When a couple of library staff members gave a scheduled tour the other day, a few people came from Little Egg Harbor Township, and one came from down the hall at the Arts Garage — a collection of art galleries and businesses in storefronts on the first floor of a freshly opened parking garage for The Walk, the outlet mall.

The curious visitor from inside the building was Shari Austin, who didn’t even need to take off her apron from Ivy Cottage Baskets to enter the wide world of sports.

Heather Halpin Perez and Beth Ryan from the library stopped by the arched entrance to the exhibit to describe how the entryway is broken up into several sporting categories. They include a group of water sports that are especially popular locally, among them crew, swimming and surfing.
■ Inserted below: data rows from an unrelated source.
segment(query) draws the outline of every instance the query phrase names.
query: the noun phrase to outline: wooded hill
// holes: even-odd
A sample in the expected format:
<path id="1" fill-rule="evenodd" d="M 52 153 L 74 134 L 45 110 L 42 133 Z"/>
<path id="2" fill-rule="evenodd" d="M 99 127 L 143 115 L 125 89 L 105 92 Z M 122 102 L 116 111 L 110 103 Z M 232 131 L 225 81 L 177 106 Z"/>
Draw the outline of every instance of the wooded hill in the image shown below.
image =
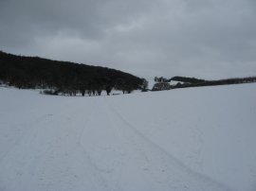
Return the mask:
<path id="1" fill-rule="evenodd" d="M 113 88 L 130 93 L 143 89 L 146 80 L 101 66 L 57 61 L 38 57 L 15 56 L 0 51 L 0 80 L 18 88 L 43 88 L 52 94 L 107 94 Z"/>

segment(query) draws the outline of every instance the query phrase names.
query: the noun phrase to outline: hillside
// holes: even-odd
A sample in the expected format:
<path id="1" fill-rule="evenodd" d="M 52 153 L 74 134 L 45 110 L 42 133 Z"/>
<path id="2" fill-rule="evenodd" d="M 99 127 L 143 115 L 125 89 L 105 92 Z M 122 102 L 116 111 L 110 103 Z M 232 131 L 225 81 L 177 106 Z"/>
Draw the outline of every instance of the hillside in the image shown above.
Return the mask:
<path id="1" fill-rule="evenodd" d="M 0 87 L 0 190 L 253 191 L 256 84 L 117 96 Z"/>
<path id="2" fill-rule="evenodd" d="M 143 79 L 106 67 L 25 57 L 0 51 L 0 82 L 18 88 L 48 88 L 70 96 L 85 91 L 113 88 L 131 92 L 142 86 Z"/>

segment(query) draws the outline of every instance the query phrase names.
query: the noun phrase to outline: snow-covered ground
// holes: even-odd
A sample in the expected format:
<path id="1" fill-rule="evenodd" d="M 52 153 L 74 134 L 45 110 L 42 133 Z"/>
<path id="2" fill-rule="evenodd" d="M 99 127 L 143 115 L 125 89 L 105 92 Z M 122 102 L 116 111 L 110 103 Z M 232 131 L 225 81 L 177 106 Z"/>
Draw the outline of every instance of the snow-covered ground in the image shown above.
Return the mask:
<path id="1" fill-rule="evenodd" d="M 256 84 L 112 96 L 0 88 L 0 190 L 256 190 Z"/>

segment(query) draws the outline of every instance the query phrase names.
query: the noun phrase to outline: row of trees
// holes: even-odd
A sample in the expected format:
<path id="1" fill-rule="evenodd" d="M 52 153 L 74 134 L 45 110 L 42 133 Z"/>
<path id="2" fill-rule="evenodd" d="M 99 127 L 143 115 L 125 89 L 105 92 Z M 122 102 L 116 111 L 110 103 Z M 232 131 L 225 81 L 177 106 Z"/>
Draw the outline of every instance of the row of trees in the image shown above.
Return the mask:
<path id="1" fill-rule="evenodd" d="M 49 94 L 69 96 L 147 88 L 145 79 L 119 70 L 4 52 L 0 52 L 0 80 L 18 88 L 50 89 Z"/>

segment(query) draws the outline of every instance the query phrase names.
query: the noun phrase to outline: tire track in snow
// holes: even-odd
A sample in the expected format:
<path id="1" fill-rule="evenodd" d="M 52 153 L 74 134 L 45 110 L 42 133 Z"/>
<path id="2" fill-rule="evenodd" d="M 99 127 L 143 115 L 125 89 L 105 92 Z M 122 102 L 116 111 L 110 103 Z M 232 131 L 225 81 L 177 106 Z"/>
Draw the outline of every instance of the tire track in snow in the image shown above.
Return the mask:
<path id="1" fill-rule="evenodd" d="M 231 190 L 226 185 L 212 179 L 192 171 L 182 162 L 170 155 L 165 149 L 154 143 L 131 125 L 109 103 L 109 112 L 112 112 L 113 121 L 119 121 L 128 139 L 144 157 L 147 168 L 151 169 L 153 180 L 163 183 L 166 190 Z M 174 174 L 175 173 L 175 175 Z M 201 182 L 201 183 L 199 183 Z M 159 189 L 161 190 L 161 189 Z"/>

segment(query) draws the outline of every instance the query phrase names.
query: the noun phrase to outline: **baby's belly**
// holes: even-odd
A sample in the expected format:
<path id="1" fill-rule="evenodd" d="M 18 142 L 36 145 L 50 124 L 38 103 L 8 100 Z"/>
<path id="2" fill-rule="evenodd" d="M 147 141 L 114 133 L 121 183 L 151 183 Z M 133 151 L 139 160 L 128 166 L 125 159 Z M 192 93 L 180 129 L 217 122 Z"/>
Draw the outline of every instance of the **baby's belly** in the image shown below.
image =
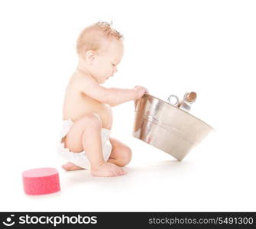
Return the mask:
<path id="1" fill-rule="evenodd" d="M 79 105 L 73 104 L 69 106 L 69 108 L 65 109 L 64 108 L 63 111 L 64 119 L 70 118 L 73 121 L 76 121 L 88 114 L 96 113 L 101 119 L 102 128 L 110 130 L 112 125 L 112 112 L 108 105 L 85 102 Z"/>

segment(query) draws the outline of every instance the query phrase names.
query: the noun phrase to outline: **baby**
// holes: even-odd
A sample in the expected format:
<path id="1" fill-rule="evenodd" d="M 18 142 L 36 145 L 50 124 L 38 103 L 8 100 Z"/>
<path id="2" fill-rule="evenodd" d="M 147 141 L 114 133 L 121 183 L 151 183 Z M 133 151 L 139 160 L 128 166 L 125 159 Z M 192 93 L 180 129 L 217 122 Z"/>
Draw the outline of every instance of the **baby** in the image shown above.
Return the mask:
<path id="1" fill-rule="evenodd" d="M 131 150 L 110 137 L 111 107 L 134 100 L 147 89 L 105 88 L 101 85 L 117 72 L 124 52 L 122 36 L 105 22 L 85 28 L 76 44 L 79 63 L 70 79 L 63 105 L 63 128 L 59 154 L 68 162 L 66 170 L 90 169 L 93 176 L 126 174 L 122 168 Z"/>

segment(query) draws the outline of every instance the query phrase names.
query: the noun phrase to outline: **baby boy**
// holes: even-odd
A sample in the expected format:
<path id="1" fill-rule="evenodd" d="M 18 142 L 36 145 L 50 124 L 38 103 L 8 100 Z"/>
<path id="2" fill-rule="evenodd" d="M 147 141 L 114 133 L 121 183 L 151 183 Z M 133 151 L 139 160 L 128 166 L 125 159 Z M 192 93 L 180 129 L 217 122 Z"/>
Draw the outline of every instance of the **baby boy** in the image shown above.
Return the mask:
<path id="1" fill-rule="evenodd" d="M 117 72 L 123 56 L 122 36 L 105 22 L 86 27 L 76 44 L 79 63 L 70 79 L 63 104 L 59 154 L 66 170 L 90 169 L 93 176 L 116 176 L 131 158 L 131 150 L 110 137 L 112 106 L 141 98 L 147 91 L 101 85 Z"/>

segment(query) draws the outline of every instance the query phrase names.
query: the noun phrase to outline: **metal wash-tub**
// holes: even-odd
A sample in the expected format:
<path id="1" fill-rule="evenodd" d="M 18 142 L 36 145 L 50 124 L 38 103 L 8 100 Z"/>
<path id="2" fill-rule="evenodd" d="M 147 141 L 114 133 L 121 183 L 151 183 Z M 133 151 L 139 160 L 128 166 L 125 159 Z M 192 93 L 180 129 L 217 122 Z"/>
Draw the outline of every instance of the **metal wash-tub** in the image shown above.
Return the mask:
<path id="1" fill-rule="evenodd" d="M 199 118 L 149 94 L 135 108 L 133 136 L 179 160 L 212 131 Z"/>

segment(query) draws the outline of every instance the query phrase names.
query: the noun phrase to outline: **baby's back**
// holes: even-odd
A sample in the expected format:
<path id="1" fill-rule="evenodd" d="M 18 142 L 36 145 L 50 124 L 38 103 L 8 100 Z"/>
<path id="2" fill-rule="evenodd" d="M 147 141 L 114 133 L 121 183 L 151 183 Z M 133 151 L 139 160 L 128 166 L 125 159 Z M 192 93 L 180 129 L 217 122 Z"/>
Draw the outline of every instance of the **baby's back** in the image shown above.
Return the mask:
<path id="1" fill-rule="evenodd" d="M 80 77 L 84 77 L 75 73 L 70 78 L 66 89 L 63 105 L 63 119 L 71 119 L 76 121 L 86 114 L 94 112 L 99 114 L 102 121 L 102 128 L 111 129 L 112 114 L 110 106 L 83 93 L 79 89 Z M 86 85 L 84 85 L 86 87 Z"/>

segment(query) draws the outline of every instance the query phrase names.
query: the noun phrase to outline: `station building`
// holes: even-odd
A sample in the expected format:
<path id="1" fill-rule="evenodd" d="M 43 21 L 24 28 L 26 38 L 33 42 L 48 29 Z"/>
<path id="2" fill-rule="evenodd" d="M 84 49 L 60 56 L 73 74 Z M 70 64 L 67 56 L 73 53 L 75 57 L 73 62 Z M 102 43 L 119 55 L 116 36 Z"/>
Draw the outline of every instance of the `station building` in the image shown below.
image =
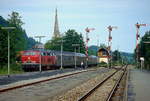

“One of the (organizers) is a big surfer,” Perez told her tourists.

Another pillar shows off ball sports, such as football — and that has another local link, Ryan added.

“I think every one of these has been played in Boardwalk Hall at some point,” she said. “I think there was even a ski-jump in there at one point.”

The tour includes a stop on how sports have affected American English, adding such now-common phrases as “play hardball,” “jockey for position,” “Monday morning quarterback” and “throw in the towel.”

Another bit shows the strength of sports in America’s entertainment culture, simply by displaying a collection of DVD boxes for movies from “Hoosiers” and “Remember the Titans” to “Friday Night Lights” and “Seabiscuit.”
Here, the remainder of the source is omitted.